Past: Kress Building
Present: St. Germain
705 Main St.
Built in 1913, this eight-story terracotta treasure was an immediate destination for Houston shoppers, who flocked here for clothing and home goods. S.H. Cress & Co. began as a five-and-dime store, but would evolve into a department store as well-known as Macy’s and Lord & Taylor. Now luxury loft condos, the St. Germain captures the essence of historic Houston with nearly century-old original wood floors, high ceilings and huge windows, while embracing the necessities of 21st century life, like a roof deck, state-of-the-art kitchens and concierge services.

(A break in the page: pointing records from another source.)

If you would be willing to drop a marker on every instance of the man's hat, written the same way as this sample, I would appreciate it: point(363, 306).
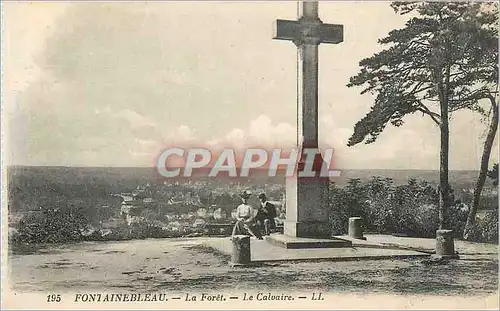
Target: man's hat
point(245, 194)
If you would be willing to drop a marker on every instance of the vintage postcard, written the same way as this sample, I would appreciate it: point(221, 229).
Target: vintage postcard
point(249, 155)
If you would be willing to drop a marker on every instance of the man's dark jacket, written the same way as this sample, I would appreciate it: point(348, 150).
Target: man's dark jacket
point(267, 212)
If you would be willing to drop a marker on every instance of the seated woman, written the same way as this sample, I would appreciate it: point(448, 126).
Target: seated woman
point(266, 215)
point(245, 222)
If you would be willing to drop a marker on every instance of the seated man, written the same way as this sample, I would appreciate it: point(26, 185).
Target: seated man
point(245, 218)
point(266, 215)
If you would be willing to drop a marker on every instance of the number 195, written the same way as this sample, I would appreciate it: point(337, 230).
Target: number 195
point(54, 298)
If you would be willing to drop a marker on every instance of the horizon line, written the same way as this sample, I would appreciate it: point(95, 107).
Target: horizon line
point(154, 167)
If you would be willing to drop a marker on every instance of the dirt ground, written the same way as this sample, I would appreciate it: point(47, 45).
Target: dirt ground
point(184, 264)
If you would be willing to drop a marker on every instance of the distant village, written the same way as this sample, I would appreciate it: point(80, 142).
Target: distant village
point(181, 213)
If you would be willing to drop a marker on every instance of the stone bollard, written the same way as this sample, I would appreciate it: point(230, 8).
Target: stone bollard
point(445, 247)
point(241, 250)
point(356, 228)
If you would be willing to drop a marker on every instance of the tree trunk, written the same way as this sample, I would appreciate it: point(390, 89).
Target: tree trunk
point(444, 187)
point(444, 191)
point(485, 160)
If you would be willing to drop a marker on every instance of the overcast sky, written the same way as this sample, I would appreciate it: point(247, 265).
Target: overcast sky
point(112, 84)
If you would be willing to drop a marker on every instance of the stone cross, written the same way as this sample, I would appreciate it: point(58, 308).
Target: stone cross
point(307, 198)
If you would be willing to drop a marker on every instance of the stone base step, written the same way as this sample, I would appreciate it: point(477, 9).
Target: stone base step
point(289, 242)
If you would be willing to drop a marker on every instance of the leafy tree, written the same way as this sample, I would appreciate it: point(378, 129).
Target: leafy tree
point(440, 62)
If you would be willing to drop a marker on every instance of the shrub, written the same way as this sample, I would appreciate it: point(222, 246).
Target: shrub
point(52, 226)
point(410, 209)
point(486, 229)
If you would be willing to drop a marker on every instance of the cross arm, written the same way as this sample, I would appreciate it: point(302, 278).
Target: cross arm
point(298, 30)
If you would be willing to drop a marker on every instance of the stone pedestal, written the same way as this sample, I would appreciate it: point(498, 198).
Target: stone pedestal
point(241, 250)
point(445, 246)
point(307, 208)
point(356, 228)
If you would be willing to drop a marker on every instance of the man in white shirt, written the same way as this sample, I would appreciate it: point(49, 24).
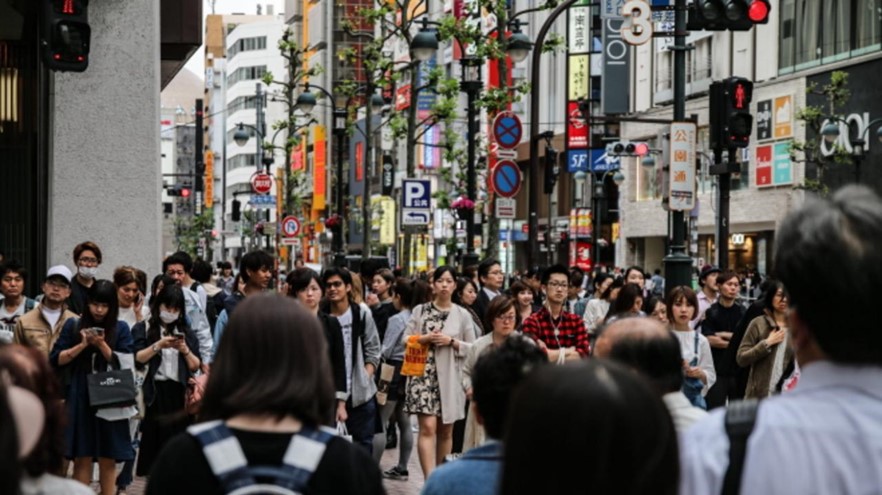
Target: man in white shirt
point(647, 346)
point(826, 435)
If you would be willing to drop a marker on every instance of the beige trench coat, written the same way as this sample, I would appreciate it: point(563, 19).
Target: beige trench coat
point(449, 361)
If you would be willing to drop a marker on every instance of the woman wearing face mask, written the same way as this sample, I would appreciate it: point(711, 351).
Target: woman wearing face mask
point(86, 344)
point(169, 349)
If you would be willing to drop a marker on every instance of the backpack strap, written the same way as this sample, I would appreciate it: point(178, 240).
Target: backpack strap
point(224, 455)
point(740, 420)
point(229, 465)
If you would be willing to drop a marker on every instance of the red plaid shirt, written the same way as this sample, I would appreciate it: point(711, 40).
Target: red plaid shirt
point(571, 330)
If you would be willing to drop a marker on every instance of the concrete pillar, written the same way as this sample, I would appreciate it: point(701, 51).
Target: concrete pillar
point(105, 177)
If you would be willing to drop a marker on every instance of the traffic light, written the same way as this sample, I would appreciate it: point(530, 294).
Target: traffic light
point(732, 15)
point(237, 210)
point(66, 35)
point(730, 118)
point(627, 148)
point(552, 170)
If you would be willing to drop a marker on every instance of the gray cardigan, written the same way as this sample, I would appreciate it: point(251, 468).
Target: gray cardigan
point(367, 350)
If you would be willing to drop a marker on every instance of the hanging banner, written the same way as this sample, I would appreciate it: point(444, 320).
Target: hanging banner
point(319, 171)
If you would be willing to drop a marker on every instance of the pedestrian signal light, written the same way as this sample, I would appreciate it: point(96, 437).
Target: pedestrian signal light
point(66, 35)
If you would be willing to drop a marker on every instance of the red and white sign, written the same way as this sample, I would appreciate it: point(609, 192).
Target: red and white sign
point(261, 183)
point(291, 226)
point(577, 128)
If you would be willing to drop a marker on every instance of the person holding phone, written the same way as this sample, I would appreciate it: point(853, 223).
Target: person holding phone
point(169, 349)
point(87, 344)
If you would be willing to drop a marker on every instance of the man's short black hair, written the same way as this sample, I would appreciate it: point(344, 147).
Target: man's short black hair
point(551, 270)
point(13, 266)
point(658, 357)
point(254, 261)
point(485, 266)
point(201, 271)
point(179, 258)
point(495, 376)
point(827, 256)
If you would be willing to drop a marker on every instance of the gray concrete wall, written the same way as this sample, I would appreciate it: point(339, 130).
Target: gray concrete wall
point(105, 164)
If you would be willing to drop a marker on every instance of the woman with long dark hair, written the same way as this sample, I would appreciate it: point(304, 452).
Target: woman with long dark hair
point(169, 349)
point(305, 285)
point(270, 391)
point(84, 346)
point(437, 397)
point(604, 411)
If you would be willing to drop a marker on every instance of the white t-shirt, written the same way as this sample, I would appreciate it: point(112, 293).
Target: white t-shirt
point(51, 315)
point(8, 319)
point(346, 325)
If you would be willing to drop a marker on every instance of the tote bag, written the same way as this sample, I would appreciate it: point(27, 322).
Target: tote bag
point(112, 388)
point(415, 356)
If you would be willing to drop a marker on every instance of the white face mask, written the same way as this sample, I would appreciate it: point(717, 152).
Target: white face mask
point(88, 271)
point(168, 317)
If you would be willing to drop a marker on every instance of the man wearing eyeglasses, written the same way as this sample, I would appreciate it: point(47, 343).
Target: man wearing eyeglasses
point(41, 326)
point(87, 258)
point(14, 303)
point(492, 277)
point(559, 333)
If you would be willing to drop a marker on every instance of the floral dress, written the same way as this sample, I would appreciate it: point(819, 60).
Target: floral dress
point(423, 394)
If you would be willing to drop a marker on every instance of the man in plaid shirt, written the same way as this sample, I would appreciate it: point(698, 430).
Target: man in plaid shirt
point(560, 334)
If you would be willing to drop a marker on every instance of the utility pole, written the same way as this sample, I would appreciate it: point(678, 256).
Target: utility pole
point(677, 263)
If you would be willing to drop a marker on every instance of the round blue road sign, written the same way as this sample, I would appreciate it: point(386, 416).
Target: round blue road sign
point(506, 179)
point(507, 130)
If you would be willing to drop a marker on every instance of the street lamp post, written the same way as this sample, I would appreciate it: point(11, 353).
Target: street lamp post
point(535, 188)
point(471, 84)
point(830, 132)
point(306, 102)
point(598, 196)
point(517, 47)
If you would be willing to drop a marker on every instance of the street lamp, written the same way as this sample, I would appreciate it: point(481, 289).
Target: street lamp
point(830, 133)
point(306, 102)
point(423, 47)
point(618, 179)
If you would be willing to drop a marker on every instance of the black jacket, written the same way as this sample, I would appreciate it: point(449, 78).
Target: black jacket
point(139, 334)
point(334, 338)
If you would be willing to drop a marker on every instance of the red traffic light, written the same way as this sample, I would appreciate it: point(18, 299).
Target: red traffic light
point(758, 12)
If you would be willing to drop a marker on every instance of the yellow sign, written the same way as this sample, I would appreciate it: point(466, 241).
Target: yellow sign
point(783, 117)
point(209, 179)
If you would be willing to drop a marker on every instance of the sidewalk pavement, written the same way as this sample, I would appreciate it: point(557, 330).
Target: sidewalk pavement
point(390, 457)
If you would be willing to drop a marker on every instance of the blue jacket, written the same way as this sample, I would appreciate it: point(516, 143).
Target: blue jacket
point(477, 472)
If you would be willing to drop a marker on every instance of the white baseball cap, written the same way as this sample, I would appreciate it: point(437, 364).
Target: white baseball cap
point(60, 271)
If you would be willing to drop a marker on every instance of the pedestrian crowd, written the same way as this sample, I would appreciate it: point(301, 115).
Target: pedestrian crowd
point(557, 381)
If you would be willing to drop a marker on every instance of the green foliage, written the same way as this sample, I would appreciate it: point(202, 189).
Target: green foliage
point(189, 230)
point(835, 94)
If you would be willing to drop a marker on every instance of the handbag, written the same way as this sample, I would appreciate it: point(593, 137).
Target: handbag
point(112, 388)
point(415, 357)
point(195, 391)
point(692, 387)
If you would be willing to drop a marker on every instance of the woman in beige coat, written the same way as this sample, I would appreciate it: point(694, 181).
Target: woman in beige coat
point(765, 346)
point(437, 397)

Past/Present: Esperson Buildings
808 Travis St.
This incredible complex in the heart of Downtown is also the heart of an exquisite Houston love story. Niels Esperson was a Danish immigrant involved in real estate in Oklahoma when he met Mellie Keenan, a Kansas native who moved to the Sooner State with her mother and stepfather as a young woman. Married in 1893, the two moved to Houston in 1903 quickly establishing themselves as the power couple of their day. As Niels became a developer of the Humble oilfield, Mellie learned the ins and outs of the oil business. Niels died in 1922, leaving Mellie a wealthy widow. Five years after his death, she would construct the Italian Renaissance tower that bears his name above the entrance, having traveled to Europe for building inspiration. Nearly two decades later, the adjacent Mellie Esperson Building would be built, a grand art deco design that was the largest building project in Houston during the Great Depression.